Duruşmada sanıklardan Vahit Delibaş, elinde sopayla Kılıçdaroğlu’nun bulunduğu eve doğru yönelmiş olmasına dair, “Benim köyüm ile olay yerindeki köy arası 3,5 km. Oraya gidip gelen herkes kendini korumak için eline değnek alır. Köpeklerden kendimi korumak için değnek elimdeydi” sözleriyle kendisini savundu.

Bunun üzerinde söz alan Kılıçdaroğlu’nun avukatı Celal Çelik, “Söylemiş olduğu sözlerle birlikte kastı belli. Birçok sanık tarafından ‘yakın’ diye bağırıldığı ortamda, sanığın sopa ile eve girmeye yönelik hamle yaptığı değerlendirildiğinde sanığın suçunun adam öldürmeye teşebbüs ve halkı kin ve düşmanlığa tahrik olduğu görülecektir” dedi.

Avkat Çelik, mahkemeden ‘insan öldürmeye teşebbüs suçu’na dair bu delilleri değerlendirilmesini talep etti.

Avukatın hakkındaki bu talebine ilişkin sanık Delibaş, “Bizim öyle bir şeyimiz olsaydı, orada zaten öldürülürdü. Kışkırtmaya geldik.

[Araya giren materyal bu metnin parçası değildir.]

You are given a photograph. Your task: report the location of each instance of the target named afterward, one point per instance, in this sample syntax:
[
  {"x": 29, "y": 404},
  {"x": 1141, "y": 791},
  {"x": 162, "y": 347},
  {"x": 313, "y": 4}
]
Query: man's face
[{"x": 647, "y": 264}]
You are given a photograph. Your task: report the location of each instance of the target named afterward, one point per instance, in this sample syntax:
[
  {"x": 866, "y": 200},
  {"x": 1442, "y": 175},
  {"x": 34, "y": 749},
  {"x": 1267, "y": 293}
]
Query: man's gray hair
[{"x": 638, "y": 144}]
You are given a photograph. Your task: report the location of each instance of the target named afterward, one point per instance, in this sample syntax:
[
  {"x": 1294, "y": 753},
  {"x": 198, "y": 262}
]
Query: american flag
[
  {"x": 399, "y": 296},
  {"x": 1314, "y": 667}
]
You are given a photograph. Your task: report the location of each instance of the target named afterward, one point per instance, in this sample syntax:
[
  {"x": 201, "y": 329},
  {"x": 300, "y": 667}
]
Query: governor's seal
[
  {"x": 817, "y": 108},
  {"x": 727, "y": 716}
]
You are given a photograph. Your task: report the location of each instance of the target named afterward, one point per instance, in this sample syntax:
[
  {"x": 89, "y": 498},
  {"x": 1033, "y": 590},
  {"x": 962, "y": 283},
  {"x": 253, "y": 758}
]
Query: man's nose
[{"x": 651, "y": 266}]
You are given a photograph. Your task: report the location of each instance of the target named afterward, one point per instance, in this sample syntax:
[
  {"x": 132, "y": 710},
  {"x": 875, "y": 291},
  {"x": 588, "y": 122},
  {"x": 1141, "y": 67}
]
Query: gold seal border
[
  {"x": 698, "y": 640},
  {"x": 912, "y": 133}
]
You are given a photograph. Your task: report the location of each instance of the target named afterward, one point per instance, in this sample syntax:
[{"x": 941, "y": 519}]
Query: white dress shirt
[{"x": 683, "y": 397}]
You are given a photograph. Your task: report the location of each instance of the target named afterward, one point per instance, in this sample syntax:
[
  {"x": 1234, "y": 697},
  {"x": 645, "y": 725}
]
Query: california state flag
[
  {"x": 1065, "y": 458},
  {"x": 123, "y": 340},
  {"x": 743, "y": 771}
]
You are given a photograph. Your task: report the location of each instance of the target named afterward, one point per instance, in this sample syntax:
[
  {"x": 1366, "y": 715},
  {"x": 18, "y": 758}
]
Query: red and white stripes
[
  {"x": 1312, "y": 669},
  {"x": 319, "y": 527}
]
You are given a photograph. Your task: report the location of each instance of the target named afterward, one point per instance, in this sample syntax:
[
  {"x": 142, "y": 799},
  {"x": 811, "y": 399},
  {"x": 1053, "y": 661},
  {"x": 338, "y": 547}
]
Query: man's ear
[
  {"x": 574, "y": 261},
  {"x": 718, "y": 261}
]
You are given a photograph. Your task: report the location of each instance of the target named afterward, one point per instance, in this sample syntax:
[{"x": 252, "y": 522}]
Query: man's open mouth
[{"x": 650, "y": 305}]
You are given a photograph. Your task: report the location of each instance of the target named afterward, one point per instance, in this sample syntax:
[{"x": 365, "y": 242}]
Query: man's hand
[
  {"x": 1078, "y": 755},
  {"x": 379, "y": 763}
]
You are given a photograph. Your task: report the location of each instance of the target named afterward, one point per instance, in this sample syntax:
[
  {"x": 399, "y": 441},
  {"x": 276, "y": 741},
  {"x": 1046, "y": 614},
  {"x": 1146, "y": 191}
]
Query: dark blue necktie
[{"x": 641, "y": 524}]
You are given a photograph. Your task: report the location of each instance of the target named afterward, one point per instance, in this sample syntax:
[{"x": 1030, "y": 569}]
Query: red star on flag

O anki kalabalığın yapmış olduğu bir iş. Gelme denilmesine rağmen gelmiş. Bu kahvehanede cenaze gömüldükten sonra söylendi, ‘cenaze evine gelme’ denmiş. O da çıkmış gelmiş. Kılıçdaroğlu’nu öldürmek isteseydik, zaten çıkamazdı. O kadar kalabalık vardı” dedi.

Ardından savunması alınan sanık Ayhan Onbaşı, Kılıçdaroğlu’na yönelik sarf ettiği belirtilen sözlerini kabul etmedi.

Avukat Çelik ise, Onbaşı’nın “Abla yuh deyin” diyerek çevresindekileri kışkırttığını söyledi ve ‘halkı kin ve düşmanlığa tahrik’ten ek savunmasının alınmasını istedi.

Kendisini “Yoktum, şuurum kaymıştı. Köyde 3’üncü şehit” sözleriyle savunmaya çalışan Onbaşı, arbede olduğunda olay yerinde olmadığını da ileri sürdü.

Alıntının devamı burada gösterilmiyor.